On pervertit les concepts. On invente un prétendu « féminisme musulman. » Comme si l’islam allait résoudre les questions de genre. On trafique le concept d’intersectionnalité, une création du féminisme afro-américain (si vous êtes femme et noire, vous subissez une double discrimination, sexiste et raciste). Les musulmanes se verraient soi-disant doublement discriminées parce que femmes et parce que musulmanes (et voilées). Mais si on ne choisit jamais sa peau, on choisit toujours son couvre-chef. Cherchez l’erreur.
Une cohorte d’acteurs non musulmans, en général engagés à gauche, prête main forte à cette mascarade politique. Des intellectuels, des politiciens, des journalistes, des intervenants associatifs cautionnent et valorisent l’islam militant. La complaisance sévit jusqu’au sommet du leadership d’opinion. Ainsi le pape, qui se montre compréhensif pour les mobiles des tueurs de Charlie Hebdo. « Si un ami parle mal de ma mère, il peut s’attendre à un coup de poing. On ne peut (…) insulter la foi des autres, on ne peut la tourner en dérision”.
Avec la sécularisation des peuples musulmans l’islam gagnera en spiritualité
C’est le détachement des individus de l’emprise du religieux, de l’Oumma, de ce carcan de règles étouffantes qui écrasent les musulmans et surtout les musulmanes, c’est la libération de la parole critique, bref c’est sa sécularisation qui seule pourra offrir au monde musulman une perspective émancipatrice. Elle ouvre à l’islam et aux musulmans l’espace d’un culte davantage épris de spiritualité. Elle fera régresser, par tarissement de la demande, la halalisation des mœurs et des marchés, ce fétichisme et cette idolâtrie du vêtement, de la posture et des objets.

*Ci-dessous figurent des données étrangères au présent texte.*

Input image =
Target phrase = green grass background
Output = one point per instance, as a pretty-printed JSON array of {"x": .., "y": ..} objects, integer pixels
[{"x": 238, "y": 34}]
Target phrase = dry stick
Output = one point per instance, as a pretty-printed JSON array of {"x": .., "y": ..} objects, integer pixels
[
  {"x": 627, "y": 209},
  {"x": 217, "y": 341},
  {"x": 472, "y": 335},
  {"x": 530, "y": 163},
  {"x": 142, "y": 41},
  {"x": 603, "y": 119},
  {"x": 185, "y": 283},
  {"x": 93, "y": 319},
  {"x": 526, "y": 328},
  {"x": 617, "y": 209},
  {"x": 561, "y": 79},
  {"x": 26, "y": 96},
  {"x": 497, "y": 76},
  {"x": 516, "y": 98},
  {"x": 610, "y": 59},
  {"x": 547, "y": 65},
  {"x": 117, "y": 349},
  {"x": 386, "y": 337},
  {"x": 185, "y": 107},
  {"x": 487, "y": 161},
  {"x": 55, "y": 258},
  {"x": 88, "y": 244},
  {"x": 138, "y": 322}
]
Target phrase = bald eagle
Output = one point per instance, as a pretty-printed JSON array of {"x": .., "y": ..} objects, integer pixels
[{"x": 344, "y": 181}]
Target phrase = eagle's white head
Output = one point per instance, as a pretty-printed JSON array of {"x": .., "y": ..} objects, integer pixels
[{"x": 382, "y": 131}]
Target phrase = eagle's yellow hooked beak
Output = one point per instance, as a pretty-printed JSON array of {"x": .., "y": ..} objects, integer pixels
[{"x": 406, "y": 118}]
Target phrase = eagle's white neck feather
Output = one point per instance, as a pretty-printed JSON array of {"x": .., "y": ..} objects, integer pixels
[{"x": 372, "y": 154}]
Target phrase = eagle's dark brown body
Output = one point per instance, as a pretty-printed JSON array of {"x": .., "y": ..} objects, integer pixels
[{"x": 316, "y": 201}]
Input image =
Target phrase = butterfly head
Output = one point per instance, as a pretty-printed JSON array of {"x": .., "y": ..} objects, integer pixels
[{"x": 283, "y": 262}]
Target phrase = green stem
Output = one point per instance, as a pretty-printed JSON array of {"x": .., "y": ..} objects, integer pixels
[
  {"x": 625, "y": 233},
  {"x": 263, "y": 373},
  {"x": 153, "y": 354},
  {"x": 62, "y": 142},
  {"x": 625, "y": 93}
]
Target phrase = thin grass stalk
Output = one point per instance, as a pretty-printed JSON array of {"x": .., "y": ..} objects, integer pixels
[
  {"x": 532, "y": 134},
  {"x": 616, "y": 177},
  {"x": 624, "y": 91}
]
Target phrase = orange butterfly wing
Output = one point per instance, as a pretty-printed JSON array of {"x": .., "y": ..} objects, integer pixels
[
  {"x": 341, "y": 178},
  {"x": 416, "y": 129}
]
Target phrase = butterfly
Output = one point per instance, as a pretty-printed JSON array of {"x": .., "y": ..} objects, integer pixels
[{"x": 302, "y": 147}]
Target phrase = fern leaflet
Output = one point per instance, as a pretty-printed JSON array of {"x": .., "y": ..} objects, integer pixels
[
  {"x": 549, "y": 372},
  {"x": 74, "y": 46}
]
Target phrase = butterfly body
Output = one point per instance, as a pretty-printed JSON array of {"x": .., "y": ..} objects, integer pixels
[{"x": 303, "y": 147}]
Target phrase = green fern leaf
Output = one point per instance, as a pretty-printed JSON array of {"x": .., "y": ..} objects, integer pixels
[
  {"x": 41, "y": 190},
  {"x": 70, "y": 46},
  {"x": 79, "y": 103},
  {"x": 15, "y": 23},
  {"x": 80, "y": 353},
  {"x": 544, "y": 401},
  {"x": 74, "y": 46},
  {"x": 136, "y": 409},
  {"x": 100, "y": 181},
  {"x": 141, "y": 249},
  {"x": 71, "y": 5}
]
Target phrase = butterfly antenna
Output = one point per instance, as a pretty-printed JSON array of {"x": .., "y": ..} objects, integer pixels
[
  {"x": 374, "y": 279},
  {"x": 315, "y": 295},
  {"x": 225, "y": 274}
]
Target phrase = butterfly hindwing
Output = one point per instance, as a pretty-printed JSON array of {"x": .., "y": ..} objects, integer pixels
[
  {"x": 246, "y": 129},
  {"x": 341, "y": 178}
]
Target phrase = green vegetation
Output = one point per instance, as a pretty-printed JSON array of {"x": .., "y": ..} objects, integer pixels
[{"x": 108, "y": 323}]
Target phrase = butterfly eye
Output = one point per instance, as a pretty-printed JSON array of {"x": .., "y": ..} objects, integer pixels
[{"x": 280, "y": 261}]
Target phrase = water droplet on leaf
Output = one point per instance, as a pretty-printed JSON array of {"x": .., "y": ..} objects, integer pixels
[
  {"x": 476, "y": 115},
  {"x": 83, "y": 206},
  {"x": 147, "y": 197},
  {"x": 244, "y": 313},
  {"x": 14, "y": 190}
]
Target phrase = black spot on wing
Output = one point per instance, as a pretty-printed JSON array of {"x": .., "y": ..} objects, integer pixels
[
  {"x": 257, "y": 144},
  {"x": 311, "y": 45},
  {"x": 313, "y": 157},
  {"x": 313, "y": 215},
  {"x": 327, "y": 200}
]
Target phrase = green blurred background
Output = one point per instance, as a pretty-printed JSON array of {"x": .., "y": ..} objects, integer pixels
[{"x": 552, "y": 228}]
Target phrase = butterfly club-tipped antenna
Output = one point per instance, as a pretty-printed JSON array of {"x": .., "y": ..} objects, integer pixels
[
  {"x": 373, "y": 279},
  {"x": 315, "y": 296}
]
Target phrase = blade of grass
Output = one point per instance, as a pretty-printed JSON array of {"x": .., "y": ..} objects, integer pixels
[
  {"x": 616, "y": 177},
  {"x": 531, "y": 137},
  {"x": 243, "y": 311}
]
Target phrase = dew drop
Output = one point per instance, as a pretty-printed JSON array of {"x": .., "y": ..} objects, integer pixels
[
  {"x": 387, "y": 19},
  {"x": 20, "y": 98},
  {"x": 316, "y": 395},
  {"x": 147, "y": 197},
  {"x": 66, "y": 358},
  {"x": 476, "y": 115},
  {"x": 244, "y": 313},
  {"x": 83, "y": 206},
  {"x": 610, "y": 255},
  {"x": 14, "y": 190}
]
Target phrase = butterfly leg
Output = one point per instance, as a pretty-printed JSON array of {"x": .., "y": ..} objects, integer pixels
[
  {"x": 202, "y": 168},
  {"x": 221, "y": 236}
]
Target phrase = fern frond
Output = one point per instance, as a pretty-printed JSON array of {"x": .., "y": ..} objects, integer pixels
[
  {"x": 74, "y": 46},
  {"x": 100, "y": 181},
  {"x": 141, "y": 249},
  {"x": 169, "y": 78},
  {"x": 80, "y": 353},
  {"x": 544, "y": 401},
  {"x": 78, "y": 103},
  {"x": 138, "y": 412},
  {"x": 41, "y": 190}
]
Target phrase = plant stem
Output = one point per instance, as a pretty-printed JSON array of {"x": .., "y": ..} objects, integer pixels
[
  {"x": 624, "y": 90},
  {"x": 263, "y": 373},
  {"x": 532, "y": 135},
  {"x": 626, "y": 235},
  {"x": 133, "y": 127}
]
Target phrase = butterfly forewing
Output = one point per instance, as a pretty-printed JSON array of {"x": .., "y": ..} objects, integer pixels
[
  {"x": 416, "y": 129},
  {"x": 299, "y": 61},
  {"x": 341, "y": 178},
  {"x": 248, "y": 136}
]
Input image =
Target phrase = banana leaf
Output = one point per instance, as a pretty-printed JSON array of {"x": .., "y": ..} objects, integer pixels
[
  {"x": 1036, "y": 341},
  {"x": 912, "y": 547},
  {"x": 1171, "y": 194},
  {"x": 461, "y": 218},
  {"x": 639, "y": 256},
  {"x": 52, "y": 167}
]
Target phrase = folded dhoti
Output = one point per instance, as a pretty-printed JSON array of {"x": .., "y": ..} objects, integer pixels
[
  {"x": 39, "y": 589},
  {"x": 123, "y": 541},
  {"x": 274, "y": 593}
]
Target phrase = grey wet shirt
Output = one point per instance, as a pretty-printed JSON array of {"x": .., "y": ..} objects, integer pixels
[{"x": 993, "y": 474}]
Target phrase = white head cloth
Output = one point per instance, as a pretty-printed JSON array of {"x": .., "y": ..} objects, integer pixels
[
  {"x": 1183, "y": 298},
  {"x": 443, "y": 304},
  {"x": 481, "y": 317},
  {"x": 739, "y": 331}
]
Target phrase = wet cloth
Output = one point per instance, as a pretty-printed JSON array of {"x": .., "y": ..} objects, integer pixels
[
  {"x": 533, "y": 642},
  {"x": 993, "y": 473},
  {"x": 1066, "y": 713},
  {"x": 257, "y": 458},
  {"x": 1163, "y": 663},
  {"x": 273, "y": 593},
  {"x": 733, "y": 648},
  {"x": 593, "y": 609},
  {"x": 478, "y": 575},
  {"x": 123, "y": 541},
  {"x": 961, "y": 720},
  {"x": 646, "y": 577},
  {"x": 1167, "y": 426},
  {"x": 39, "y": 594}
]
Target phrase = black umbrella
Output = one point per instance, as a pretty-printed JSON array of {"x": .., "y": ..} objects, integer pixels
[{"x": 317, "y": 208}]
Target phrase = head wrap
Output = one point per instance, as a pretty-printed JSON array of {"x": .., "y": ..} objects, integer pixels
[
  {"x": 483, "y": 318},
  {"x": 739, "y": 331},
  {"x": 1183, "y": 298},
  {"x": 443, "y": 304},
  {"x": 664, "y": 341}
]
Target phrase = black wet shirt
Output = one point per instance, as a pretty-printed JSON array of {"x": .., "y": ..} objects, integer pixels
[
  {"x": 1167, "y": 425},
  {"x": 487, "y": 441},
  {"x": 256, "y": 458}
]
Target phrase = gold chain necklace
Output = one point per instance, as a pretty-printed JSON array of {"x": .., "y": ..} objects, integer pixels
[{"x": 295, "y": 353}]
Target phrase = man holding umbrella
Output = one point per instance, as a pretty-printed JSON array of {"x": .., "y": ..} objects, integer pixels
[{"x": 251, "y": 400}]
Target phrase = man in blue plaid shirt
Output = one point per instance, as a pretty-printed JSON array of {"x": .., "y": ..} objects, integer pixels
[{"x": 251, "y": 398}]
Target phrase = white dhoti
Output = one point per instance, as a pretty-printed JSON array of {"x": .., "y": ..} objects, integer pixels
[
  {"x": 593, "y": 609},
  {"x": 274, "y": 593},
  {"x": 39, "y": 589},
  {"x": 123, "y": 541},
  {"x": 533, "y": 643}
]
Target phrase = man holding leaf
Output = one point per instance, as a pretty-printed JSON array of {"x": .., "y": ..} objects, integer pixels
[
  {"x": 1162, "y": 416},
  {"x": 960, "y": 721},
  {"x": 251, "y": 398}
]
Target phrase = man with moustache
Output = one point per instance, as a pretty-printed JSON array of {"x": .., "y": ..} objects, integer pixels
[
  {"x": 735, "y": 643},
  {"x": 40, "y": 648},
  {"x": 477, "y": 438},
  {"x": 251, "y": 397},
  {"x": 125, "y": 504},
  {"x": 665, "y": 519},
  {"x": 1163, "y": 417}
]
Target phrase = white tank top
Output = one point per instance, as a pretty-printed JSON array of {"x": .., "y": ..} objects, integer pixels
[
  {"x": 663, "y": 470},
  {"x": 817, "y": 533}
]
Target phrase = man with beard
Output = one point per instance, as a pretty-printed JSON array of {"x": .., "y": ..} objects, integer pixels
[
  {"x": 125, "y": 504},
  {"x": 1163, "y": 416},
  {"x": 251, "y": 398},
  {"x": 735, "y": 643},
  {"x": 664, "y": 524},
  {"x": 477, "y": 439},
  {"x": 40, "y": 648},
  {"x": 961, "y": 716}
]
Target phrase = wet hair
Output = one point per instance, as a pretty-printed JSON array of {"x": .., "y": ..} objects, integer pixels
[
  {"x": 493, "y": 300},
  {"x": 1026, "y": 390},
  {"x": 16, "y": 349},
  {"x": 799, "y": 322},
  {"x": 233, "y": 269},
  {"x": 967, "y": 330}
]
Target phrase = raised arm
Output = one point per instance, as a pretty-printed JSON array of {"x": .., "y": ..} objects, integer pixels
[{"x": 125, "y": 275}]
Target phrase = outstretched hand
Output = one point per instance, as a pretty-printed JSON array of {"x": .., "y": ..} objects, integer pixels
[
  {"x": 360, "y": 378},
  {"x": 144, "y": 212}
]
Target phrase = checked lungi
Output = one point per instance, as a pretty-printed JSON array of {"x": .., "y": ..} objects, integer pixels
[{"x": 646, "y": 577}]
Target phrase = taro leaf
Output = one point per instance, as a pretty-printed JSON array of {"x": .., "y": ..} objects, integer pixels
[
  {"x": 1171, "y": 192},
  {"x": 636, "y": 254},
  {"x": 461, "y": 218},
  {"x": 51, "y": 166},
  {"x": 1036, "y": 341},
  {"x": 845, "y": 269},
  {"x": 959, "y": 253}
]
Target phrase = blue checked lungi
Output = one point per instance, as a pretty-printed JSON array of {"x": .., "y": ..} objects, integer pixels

Le processus est, semble-t-il, d’ores et déjà en marche. En terre d’islam, en Tunisie, puis en Algérie et au Liban, les peuples ont tracé, sur fond de revendications socio politiques, la voie à l’émergence d’une société civile. L’islam comme religion d’Etat et source du droit est remis en cause. On constate une croissance de l’athéisme au sein de la jeunesse. La liberté d’apostasie, celle de quitter l’islam pour changer de religion ou n’en adopter aucune, représente pour les musulmans la critique la plus radicale de l’islam. Doit aussi prévaloir le droit de blasphémer. Qu’en sera-t-il des minorités musulmanes d’Europe, où la religion sert souvent de marqueur identitaire conservateur pour ne pas dire réactionnaire face à un environnement sécularisé mais souvent raciste et injuste sur un plan social ? Difficile à prédire.
Quand la religion perd sa toute puissance temporelle, quand les révolutions empêchent les pouvoirs politiques d’encore régner de droit divin, la religion libère de l’espace pour l’élévation spirituelle des croyants. C’est l’irrésistible sécularisation de l’Europe, l’avènement de la personne autonome, pensant hors des vérités révélées, des dogmes et contre eux qui a produit l’humanisme, la Réforme protestante, qui a conduit le catholicisme à Vatican II. C’est la sécularisation des peuples musulmans, en terre d’islam comme en Europe, qui libérera l’islam de son arrogance, de sa violence et de sa prétention à conquérir le monde. Il ne pourra que gagner en présence spirituelle.
[1] Philippe D’IRIBARNE – Islamophobie, intoxication idéologique – Albin Michel – 2019.
[2] Hamed ABDEL-SAMAD – Islamophobia – https://www.youtube.com/watch?v=uDaxel9p1ok&feature=youtu.be – 9 min. – 14.11.2019 – Sous-titres français.
[3] Voir http://www.cclj.be/actu/politique-societe/mahinur-ozdemir-farida-tahar-et-freres-musulmans-bruxelles
[4] L’islamophobie, un racisme universel ? – Bruxelles – 18.03.2010 – Colloque organisé par le MRAX dans le cadre des Assises de l’Interculturalité.